Advanced Development Topics

In this section we discuss more advanced contributing guidelines such as code conventions,the release life cycle or branch management. This section is intended for maintainers and core contributors of the Yellowbrick project. If you would like to be a maintainer please contact one of the current maintainers of the project.

Visualizer Review Checklist

As the visualizer API has matured over time, we’ve realized that there are a number of routine items that must be in place to consider a visualizer truly complete and ready for prime time. This list is also extremely helpful for reviewing code submissions to ensure that visualizers are consistently implemented, tested, and documented.

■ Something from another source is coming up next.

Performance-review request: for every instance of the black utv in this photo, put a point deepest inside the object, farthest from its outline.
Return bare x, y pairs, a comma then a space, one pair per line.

Though we do not expect these items to be checked off on every PR, the below list includes some guidance about what to look for when reviewing or writing a new Visualizer.

Note

The contrib module is a great place for work-in-progress Visualizers!

Code Conventions

  • Ensure the visualizer API is met.

    The basic principle of the visualizer API is that scikit-learn methods such as fit(), transform(), score(), etc. perform interactions with scikit-learn or other computations and call the draw() method. Calls to matplotlib should happen only in draw() or finalize().

  • Create a quick method for the visualizer.

    In addition to creating the visualizer class, ensure there is an associated quick method that returns the visualizer and creates the visualization in one line of code!

  • Subclass the correct visualizer.

    Ensure that the visualizer is correctly subclassed in the class hierarchy. If you’re not sure what to subclass, please ping a maintainer, they’d be glad to help!

  • Ensure numpy array comparisons are not ambiguous.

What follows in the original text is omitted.